Bipolartheorem for canonical pair (X,X*) Let $X$ be a vector space and $X^*$ its algebraic dual. For $A \subseteq X$ we define $A' = \lbrace f \in X^* | f(u) = 0, \hspace{2mm} \forall u \in A  \rbrace$ and $A'' = \lbrace x \in X | \langle f,x\rangle = 0, \hspace{2mm} \forall f \in A' \rbrace$. I want to show $A'' = \mbox{span} A$. For finite dimensional vector spaces this is clear. If $X$ is an infinite dimensional vector space then first note that $A' = \sideset{^\perp}{}A$. By definition we have $A'' = (\sideset{^\perp}{}(\mbox{span}A))^{\perp}$. By the bipolar theorem one gets $(\sideset{^\perp}{}(A))^{\perp} = \overline{\mbox{span} A}^{\sigma(X^*,X)}$. Now I am not sure if the linear span is already $\sigma(X^*,X)$ closed. I know that $X^*$ is $\sigma(X^*,X)$-complete.
 A: Note that this holds for vector spaces without any topology over every field.

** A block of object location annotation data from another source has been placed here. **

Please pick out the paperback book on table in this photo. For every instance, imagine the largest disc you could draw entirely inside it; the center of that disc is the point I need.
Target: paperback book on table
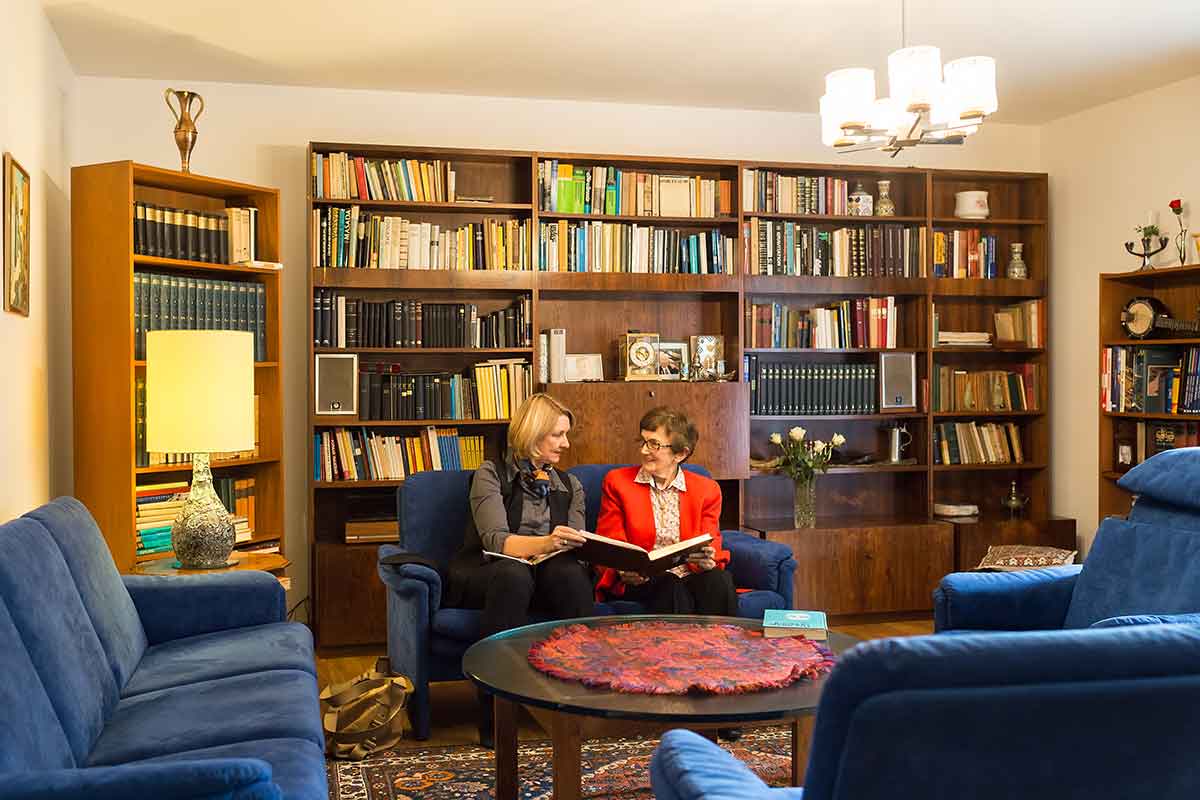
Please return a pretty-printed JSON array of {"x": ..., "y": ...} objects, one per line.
[
  {"x": 811, "y": 625},
  {"x": 617, "y": 554}
]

$A \subset A''$. Indeed, take $a \in A$. Let $f \in A'$, this means that $f(u)=0$ for all $u \in A$, in particular $f(a)=0$. As this holds for all $f$, we get $a \in A''$. Now it's easy to show that $A''$ is a vector space, so we get $\operatorname{span} A \subset A''$. Set $Y:=\operatorname{span} A$
Now suppose that $x \in X \setminus Y$. Now consider the algebraic dual space $(X/Y)^*$. Because $x \notin Y$, we get that $x+Y \neq Y$, so there exists a linear functional $f:X/Y \to \Bbb k$ ($\Bbb k$ being the ground field) such that $f(x+Y)\neq 0$ (start with a linear functional on the subspace spanned by $x+Y$ that doesn't vanish on $x+Y$ and use that $\Bbb k$ is an injective object in the category of all $\Bbb k$-vector spaces (with no topology) to extend this to $X/Y$. If you don't like using the notion of injective modules, use Zorn's lemma directly.). Compose this with the projection $X \to X/Y$ to get a linear functional $f \in X^*$ that vanishes on $Y$ and that is non-zero on $x$. As $f$ vanishes on $Y$, we get $f \in A'$, but we have $\langle f,x\rangle = f(x) \neq 0$, so $x \notin A''$.